A wrong phone number started Tawana Reliford down the long, steep road to owning her own home.
The single mother and her six children were renting a comfortable house in West St. Paul. The landlord wasn't able to make payments, and the home was in foreclosure. Reliford had 30 days to find a new place to live.
"I saw an ad for a four-bedroom home, so I called," she said. "I dialed the wrong number, and someone from MCASA answered the phone. She asked if I wanted to own a home someday."

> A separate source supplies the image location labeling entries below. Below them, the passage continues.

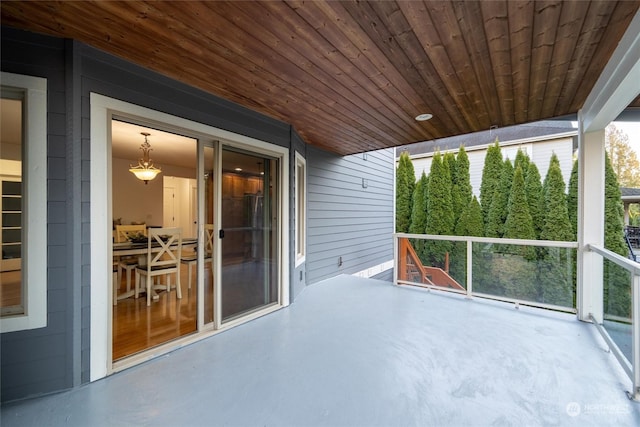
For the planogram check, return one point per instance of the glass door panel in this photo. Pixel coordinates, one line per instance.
(209, 231)
(249, 232)
(168, 200)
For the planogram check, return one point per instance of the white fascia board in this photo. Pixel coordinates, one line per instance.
(530, 140)
(618, 84)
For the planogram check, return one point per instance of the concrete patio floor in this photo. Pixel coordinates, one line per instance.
(361, 352)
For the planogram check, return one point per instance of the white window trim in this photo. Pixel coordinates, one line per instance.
(34, 265)
(300, 210)
(102, 110)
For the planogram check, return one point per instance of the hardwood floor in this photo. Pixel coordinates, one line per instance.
(138, 327)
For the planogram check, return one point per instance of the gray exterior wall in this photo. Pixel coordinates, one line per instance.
(346, 221)
(42, 360)
(57, 357)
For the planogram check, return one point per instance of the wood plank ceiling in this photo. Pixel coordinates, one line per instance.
(351, 76)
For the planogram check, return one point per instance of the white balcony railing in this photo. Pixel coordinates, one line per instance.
(630, 360)
(525, 272)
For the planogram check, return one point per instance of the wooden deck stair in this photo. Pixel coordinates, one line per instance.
(410, 269)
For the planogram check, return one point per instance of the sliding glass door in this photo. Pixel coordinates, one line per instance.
(249, 230)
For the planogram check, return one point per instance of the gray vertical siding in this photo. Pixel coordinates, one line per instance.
(346, 220)
(40, 360)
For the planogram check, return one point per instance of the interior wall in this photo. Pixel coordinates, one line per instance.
(135, 201)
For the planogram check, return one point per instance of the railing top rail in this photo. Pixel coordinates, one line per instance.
(523, 242)
(626, 263)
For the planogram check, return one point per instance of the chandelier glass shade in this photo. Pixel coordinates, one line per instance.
(145, 170)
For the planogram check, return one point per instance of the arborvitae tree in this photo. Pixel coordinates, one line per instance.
(462, 191)
(498, 210)
(490, 178)
(535, 197)
(450, 159)
(555, 268)
(419, 212)
(522, 160)
(419, 208)
(471, 223)
(518, 273)
(405, 184)
(553, 162)
(519, 224)
(556, 216)
(572, 200)
(440, 211)
(617, 281)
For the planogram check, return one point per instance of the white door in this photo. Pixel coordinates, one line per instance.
(168, 206)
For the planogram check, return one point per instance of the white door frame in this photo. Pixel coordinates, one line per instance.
(103, 109)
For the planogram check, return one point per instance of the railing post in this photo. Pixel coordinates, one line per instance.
(635, 327)
(395, 259)
(469, 268)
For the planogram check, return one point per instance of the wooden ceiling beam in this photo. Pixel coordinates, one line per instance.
(545, 25)
(521, 33)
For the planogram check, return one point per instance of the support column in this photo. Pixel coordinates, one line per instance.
(591, 165)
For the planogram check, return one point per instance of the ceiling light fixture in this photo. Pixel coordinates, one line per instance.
(423, 117)
(145, 171)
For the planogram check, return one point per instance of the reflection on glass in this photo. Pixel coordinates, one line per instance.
(617, 306)
(528, 273)
(11, 220)
(249, 221)
(209, 206)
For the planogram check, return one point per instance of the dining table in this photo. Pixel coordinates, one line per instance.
(129, 248)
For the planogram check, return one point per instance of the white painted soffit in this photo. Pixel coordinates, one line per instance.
(619, 83)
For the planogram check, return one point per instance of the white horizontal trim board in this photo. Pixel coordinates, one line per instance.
(375, 270)
(623, 262)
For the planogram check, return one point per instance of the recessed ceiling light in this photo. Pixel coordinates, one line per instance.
(423, 117)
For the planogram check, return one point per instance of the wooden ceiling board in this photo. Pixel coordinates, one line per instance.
(438, 62)
(351, 76)
(496, 26)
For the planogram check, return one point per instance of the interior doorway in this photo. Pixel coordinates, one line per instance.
(249, 232)
(126, 199)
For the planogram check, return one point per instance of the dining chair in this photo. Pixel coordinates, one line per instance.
(127, 263)
(164, 250)
(191, 258)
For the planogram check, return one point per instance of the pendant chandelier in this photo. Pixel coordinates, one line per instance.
(144, 170)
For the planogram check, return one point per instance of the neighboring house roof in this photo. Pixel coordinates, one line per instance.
(532, 131)
(630, 195)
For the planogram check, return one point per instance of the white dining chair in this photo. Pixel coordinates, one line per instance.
(164, 250)
(128, 263)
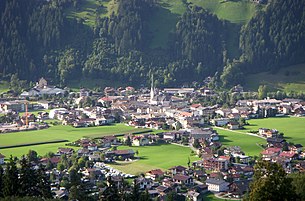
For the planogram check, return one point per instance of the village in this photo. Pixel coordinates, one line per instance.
(182, 119)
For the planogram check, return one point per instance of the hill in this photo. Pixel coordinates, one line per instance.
(286, 79)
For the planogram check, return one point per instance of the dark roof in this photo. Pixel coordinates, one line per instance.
(214, 181)
(181, 177)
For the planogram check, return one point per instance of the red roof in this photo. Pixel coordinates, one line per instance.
(156, 172)
(287, 154)
(195, 105)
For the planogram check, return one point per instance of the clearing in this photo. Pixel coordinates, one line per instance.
(161, 156)
(56, 133)
(286, 79)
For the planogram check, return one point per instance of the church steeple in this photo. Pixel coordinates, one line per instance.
(152, 88)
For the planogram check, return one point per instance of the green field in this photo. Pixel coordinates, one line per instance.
(157, 156)
(87, 10)
(286, 79)
(236, 11)
(56, 133)
(249, 144)
(292, 127)
(4, 86)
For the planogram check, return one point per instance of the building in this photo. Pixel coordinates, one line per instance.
(217, 185)
(1, 159)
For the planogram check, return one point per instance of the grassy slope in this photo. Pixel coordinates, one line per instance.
(236, 11)
(89, 9)
(249, 144)
(286, 79)
(56, 133)
(292, 127)
(159, 156)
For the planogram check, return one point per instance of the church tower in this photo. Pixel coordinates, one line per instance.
(152, 89)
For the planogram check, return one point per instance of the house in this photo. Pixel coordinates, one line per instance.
(178, 170)
(239, 188)
(270, 152)
(194, 196)
(297, 148)
(233, 125)
(144, 183)
(140, 141)
(155, 174)
(67, 151)
(1, 159)
(217, 185)
(220, 122)
(183, 179)
(123, 154)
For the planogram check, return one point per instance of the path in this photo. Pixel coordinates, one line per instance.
(234, 131)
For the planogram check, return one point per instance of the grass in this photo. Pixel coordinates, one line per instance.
(76, 85)
(249, 144)
(236, 11)
(292, 127)
(88, 10)
(56, 133)
(4, 86)
(158, 156)
(286, 79)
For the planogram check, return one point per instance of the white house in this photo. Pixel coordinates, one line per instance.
(217, 185)
(1, 159)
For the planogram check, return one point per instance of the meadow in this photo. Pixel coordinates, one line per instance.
(56, 133)
(161, 156)
(292, 127)
(286, 79)
(249, 144)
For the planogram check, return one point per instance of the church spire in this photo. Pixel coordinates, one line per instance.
(152, 89)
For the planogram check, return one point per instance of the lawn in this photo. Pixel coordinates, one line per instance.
(56, 133)
(249, 144)
(286, 79)
(158, 156)
(292, 127)
(4, 86)
(236, 11)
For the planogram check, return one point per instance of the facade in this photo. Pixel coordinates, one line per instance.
(217, 185)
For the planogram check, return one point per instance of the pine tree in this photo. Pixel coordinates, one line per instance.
(1, 181)
(10, 179)
(43, 183)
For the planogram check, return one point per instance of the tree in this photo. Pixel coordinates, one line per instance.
(298, 182)
(10, 179)
(28, 179)
(262, 91)
(271, 183)
(1, 181)
(196, 144)
(128, 141)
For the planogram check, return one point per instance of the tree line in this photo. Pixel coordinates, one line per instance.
(37, 39)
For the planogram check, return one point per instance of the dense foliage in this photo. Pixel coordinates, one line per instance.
(38, 39)
(275, 37)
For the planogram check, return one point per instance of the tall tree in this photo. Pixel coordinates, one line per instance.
(271, 183)
(11, 185)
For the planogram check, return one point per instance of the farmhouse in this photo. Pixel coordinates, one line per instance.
(217, 185)
(1, 159)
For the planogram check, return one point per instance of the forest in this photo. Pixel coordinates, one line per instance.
(38, 39)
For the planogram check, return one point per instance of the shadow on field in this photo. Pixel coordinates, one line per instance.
(223, 138)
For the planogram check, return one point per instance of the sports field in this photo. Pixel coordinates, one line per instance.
(56, 133)
(249, 144)
(157, 156)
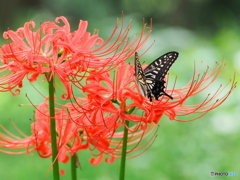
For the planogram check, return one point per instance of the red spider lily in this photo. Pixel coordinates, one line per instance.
(75, 132)
(54, 50)
(119, 95)
(96, 122)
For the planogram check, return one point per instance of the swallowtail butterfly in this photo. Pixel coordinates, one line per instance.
(151, 80)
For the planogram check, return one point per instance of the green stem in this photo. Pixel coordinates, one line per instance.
(74, 167)
(124, 152)
(53, 130)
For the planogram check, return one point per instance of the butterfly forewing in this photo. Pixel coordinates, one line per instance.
(151, 79)
(159, 68)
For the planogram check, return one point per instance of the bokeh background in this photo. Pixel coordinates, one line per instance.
(200, 30)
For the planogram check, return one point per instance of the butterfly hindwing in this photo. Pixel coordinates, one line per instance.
(151, 79)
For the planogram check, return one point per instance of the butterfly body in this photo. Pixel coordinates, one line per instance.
(151, 80)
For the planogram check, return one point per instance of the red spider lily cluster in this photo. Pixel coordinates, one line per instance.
(110, 98)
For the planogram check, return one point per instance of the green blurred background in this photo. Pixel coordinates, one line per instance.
(207, 30)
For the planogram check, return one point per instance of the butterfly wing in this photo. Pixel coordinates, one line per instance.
(156, 71)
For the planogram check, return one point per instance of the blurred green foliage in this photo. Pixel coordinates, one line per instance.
(198, 30)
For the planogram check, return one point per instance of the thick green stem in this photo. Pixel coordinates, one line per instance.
(74, 167)
(53, 130)
(124, 152)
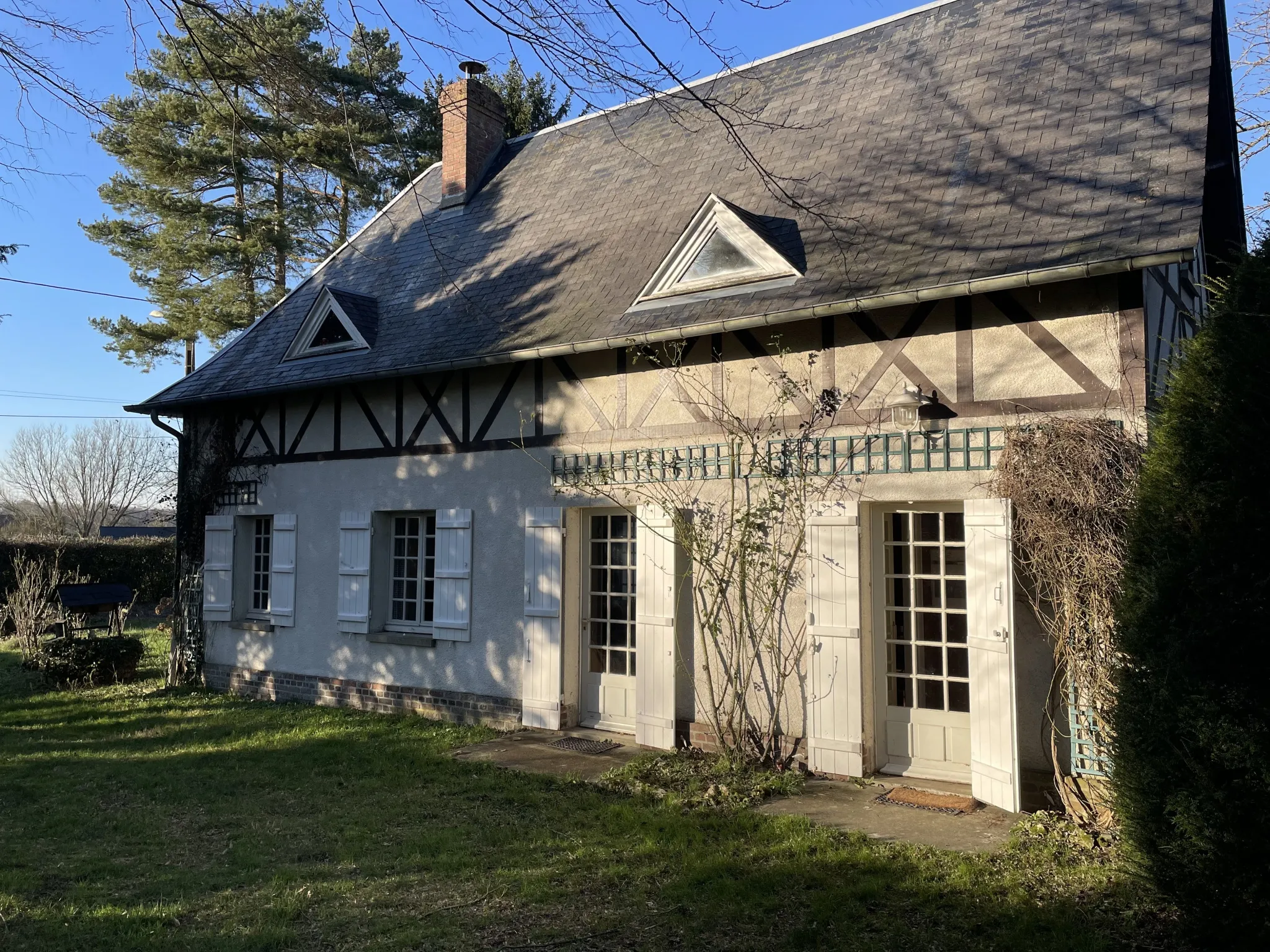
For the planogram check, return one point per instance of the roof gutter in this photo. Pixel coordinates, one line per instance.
(853, 305)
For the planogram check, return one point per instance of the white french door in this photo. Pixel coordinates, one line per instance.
(925, 668)
(609, 621)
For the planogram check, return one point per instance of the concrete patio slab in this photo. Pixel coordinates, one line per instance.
(531, 752)
(842, 804)
(851, 806)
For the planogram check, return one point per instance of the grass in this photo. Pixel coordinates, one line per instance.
(139, 819)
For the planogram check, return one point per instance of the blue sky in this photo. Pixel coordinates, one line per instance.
(46, 345)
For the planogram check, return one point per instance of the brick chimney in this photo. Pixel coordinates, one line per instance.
(473, 120)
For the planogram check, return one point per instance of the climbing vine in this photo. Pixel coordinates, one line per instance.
(1072, 485)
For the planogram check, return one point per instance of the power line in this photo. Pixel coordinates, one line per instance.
(79, 291)
(38, 395)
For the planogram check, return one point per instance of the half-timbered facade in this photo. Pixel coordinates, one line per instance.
(1009, 205)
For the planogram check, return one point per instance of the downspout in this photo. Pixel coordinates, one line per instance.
(180, 472)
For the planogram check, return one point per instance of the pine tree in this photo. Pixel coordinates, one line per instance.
(251, 151)
(248, 150)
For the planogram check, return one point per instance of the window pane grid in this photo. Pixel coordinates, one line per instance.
(414, 562)
(928, 662)
(611, 596)
(262, 546)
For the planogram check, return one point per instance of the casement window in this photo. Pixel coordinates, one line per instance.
(928, 659)
(413, 570)
(406, 571)
(249, 569)
(262, 563)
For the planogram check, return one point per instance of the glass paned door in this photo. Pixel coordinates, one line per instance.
(609, 637)
(923, 633)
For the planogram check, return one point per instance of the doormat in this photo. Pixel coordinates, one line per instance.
(949, 804)
(580, 746)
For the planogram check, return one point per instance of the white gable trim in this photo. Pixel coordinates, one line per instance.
(668, 286)
(323, 306)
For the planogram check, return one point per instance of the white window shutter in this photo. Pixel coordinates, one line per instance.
(219, 568)
(990, 619)
(654, 627)
(544, 565)
(836, 691)
(355, 573)
(451, 606)
(282, 571)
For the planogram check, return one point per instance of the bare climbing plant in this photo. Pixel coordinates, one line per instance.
(1072, 485)
(30, 606)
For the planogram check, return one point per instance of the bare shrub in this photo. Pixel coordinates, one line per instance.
(31, 603)
(1072, 485)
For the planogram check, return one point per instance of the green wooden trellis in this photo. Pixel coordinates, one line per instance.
(951, 451)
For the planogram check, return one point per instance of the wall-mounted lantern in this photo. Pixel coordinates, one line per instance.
(912, 410)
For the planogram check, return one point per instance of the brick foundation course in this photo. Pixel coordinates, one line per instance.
(460, 707)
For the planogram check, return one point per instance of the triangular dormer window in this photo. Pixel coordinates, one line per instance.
(722, 252)
(329, 327)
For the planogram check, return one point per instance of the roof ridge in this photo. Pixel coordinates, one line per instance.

MCASA is a Model Cities program started in 2004 to provide affordable homes for low- and moderate-income families. MCASA can get families into homes quickly because it offers rent-to-own or contract-for-deed options until prospective owners can qualify for a mortgage.
At the same time, MCASA is improving blighted blocks by acquiring homes, often vacant and rundown foreclosed properties, fixing them up and selling them to first-time homebuyers who have gone through counseling and classes.
A year after that fortuitous phone call, Reliford has obtained a mortgage and now owns a completely rehabbed stucco four-bedroom home in St. Paul's Aurora St. Anthony neighborhood.
"I never thought about buying a house," said Reliford, who grew up in the Chicago housing projects. "No one else in my family has owned a home. But then it started to hit me that it was possible."
It was possible with Reliford's steadfast resolve, an attentive group of MCASA staffers and a loan officer at Wintrust Mortgage.